Help With A 50,000 Mailing List

indevalley

New Member
I have a registered customer e-mail list that i send a weekly email to. I do have my own dedicated server for my website, but the mail server is not too stable, and it does bog down the server and even has crashed the system a few times. I decided to start using MaxBulk mailer, and use my Mac as the mail server. This has actually worked really well, though i do get a lot of complaints from customers who tell me they don't get our weekly e-mails even though they they are on the list.

i can not send the emails through my own domain, for the reason i mentioned above, and obviously even though i pay over $100 a month to AT&T for my business DSL line, they won't let me send more than 250 emails a day. So i have been using the 127.0.0.1 SMTP host. This has worked fine for months. The last weeks email though, after sending out a few hundred e-mails, i get an "Error - Mailbox Unavailable" message on all the e-mail address after that (yes, all 49,500), so now no one is getting my e-mails. I have not changed anything, so i can not figure out what is wrong. I called AT&T and they said my port 25 was not blocked, so i know it was not that.

i also am unclear on how the mail is going out in the first place.
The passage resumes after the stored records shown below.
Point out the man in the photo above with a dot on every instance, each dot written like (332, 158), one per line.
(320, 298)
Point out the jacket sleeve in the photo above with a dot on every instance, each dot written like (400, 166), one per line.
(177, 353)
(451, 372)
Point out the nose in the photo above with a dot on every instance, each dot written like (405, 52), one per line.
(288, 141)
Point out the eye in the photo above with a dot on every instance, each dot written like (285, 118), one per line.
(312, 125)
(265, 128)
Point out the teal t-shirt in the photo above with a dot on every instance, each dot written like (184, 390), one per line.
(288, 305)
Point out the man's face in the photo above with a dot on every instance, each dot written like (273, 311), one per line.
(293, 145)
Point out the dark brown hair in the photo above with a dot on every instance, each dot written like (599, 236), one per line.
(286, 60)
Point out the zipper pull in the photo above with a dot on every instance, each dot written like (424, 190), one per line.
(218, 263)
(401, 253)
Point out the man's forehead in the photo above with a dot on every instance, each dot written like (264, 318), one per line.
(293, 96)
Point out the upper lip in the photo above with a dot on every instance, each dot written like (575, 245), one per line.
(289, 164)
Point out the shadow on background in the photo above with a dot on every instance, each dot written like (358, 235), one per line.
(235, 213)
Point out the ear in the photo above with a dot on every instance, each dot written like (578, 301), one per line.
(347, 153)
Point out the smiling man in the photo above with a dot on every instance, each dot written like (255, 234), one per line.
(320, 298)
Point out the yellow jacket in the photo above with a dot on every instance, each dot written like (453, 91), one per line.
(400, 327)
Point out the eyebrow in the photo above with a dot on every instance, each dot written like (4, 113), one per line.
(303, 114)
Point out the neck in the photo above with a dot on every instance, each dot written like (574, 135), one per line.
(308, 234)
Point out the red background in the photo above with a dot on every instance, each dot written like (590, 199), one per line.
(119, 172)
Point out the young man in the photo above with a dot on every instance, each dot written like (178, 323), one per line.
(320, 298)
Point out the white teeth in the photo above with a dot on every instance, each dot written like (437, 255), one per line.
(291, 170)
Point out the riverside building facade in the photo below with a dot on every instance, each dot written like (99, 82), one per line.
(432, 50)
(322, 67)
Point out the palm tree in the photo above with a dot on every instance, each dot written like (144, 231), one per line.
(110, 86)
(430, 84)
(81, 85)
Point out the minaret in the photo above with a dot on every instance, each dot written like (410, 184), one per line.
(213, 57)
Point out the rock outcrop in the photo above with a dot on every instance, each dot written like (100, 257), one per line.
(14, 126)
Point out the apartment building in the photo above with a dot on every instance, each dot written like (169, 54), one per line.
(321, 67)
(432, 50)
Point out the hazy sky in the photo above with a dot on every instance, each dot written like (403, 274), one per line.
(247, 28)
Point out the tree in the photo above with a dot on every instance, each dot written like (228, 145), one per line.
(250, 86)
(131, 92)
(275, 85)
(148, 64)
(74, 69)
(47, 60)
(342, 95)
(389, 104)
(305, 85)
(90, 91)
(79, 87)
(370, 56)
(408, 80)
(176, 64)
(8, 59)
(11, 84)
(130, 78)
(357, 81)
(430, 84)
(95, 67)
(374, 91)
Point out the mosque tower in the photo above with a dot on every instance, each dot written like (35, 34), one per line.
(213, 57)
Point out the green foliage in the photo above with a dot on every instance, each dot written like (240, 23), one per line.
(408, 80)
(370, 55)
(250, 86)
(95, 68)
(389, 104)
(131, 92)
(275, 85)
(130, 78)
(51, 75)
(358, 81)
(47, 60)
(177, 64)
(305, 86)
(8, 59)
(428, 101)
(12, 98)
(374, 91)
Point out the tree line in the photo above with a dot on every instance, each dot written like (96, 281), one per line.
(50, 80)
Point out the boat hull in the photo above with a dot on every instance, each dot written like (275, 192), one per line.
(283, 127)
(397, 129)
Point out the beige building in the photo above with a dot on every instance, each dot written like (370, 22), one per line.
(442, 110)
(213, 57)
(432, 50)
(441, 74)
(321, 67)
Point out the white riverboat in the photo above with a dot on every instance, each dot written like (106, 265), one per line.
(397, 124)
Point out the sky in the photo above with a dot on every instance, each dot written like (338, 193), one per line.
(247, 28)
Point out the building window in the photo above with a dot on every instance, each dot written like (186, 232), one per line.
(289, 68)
Right now i belive it uses the PostFix application to send the mail... could it have something to do with that?

any help you can give me would be appreciated. If you need any more info, let me know.

thanks!

jeff
 

stanbusk

Administrator
Staff member
If you use a recent Mac OS X version you are very likely using PostFix. Older versions were using SendMail. When sending e-mail in fact you have the choice between using your ISP, your web host or your own dedicated SMTP server (in that case PostFix).

If you decide to use your own server (on Macintosh, Windows, Linux and any other OS) you have to make sure that your IP address is not on any listings of dialup or dynamically allocated IP addresses (Residential IP) and make sure the IP address you are using is registered to a domain name preferably with an MX record. Also be aware that some services like AOL will bounce your messages as soon as they detect they have been sent from a residential IP, an IP that belongs to a range of IPs for DSL/Dialup connections, including static IPs, or that IP has no reverse DNS (PTR) or no domain assigned to it. Following our tests, using our own SMTP server may generate between 20 and 30% additional bounces. The question is, can you accept that up to 30% of your customers will never get your messages?
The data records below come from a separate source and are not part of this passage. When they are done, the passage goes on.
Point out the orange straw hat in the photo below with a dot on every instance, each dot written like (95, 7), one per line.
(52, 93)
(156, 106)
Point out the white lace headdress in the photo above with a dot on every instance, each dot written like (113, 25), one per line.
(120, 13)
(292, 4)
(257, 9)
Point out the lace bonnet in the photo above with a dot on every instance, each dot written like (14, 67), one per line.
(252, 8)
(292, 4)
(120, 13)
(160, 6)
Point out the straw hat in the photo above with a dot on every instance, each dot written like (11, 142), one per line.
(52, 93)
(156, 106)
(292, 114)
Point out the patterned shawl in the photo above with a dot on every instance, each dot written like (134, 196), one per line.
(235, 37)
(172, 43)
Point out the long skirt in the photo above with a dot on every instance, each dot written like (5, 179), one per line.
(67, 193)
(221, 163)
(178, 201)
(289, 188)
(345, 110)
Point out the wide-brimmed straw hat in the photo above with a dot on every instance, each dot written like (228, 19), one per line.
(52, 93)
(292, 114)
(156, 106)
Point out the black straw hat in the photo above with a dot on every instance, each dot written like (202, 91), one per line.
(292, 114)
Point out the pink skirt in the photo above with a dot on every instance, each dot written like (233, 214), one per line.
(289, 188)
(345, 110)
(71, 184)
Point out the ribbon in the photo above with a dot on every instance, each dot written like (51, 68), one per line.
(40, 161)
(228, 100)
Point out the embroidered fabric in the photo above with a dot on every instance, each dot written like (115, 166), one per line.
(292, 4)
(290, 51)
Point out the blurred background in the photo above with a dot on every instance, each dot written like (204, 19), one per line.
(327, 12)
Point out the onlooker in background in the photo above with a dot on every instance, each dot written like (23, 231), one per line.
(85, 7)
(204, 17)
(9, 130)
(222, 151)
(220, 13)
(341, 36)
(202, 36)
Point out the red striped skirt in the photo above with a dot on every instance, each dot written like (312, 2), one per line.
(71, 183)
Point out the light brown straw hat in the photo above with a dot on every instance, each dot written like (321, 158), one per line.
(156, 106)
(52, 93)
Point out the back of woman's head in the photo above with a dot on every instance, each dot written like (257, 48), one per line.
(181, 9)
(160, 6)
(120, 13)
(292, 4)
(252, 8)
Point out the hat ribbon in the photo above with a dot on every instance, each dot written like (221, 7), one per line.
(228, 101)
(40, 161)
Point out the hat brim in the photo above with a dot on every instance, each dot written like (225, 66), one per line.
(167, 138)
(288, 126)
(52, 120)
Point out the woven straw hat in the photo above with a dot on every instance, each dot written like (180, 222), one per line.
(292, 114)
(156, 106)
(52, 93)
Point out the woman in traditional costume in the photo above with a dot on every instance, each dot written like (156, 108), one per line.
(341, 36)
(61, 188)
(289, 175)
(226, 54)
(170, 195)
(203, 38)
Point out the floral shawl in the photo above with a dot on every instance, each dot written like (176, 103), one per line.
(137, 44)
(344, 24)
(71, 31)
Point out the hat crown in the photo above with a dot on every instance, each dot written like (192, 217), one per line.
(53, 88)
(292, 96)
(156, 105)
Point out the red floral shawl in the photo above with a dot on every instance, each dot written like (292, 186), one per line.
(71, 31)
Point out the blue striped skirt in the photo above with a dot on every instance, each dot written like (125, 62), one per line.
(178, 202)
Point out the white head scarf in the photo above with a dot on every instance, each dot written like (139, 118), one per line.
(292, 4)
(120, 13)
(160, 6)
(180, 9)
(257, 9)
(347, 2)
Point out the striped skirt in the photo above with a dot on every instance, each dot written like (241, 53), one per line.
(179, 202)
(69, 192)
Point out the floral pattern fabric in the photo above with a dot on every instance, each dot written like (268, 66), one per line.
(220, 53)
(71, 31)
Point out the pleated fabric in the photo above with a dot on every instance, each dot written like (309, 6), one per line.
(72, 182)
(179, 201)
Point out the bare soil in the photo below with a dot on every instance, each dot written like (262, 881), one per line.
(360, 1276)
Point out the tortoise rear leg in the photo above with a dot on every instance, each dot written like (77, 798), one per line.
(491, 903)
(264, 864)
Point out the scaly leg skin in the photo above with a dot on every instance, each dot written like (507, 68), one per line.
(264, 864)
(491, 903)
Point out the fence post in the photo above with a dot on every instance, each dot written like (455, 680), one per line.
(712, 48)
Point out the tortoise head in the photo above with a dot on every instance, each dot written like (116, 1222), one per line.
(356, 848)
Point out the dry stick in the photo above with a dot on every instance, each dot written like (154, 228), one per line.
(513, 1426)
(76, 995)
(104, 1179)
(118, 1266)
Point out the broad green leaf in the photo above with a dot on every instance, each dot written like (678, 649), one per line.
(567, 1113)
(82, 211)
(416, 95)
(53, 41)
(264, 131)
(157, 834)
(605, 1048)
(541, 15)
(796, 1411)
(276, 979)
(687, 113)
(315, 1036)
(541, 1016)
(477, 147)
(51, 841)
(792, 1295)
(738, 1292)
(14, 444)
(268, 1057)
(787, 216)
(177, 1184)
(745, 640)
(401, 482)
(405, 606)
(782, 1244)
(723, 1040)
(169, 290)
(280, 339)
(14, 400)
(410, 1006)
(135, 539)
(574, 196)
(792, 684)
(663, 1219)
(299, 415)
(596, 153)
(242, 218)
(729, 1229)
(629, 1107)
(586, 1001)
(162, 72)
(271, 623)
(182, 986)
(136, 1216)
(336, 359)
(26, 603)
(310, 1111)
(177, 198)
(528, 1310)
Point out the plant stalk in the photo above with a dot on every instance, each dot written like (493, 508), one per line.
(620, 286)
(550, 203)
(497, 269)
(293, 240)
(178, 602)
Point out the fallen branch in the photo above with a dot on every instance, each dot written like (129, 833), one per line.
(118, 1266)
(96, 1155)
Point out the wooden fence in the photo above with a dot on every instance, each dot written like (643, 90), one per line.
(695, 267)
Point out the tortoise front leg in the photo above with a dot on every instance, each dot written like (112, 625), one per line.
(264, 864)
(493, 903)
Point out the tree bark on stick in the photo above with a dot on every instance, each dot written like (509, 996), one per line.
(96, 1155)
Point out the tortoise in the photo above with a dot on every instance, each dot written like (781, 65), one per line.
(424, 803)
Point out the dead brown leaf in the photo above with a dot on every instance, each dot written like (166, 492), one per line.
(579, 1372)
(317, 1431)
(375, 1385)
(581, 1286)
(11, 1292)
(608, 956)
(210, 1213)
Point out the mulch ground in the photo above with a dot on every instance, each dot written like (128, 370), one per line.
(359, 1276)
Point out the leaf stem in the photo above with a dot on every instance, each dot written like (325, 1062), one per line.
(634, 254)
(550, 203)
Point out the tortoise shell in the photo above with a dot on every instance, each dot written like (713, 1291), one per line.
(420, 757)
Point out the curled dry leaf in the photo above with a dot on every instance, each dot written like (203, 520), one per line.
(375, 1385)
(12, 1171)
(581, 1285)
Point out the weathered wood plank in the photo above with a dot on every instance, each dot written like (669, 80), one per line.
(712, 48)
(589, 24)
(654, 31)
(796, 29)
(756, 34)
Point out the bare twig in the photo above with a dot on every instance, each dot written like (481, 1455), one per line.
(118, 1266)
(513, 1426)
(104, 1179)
The best solution is without doubts to purchase a web package. Most web hosts provide you with a dedicated SMTP server. Particularly if you are a business and you have a legitimate need to communicate with your customers, your web host should provide a reliable SMTP service. They may also have sending limitations, but they are likely much less restricted than an ISP mailserver. The only condition is your ISP not blocking port 25.

Needless to say that all those limitations are related to spam fighting.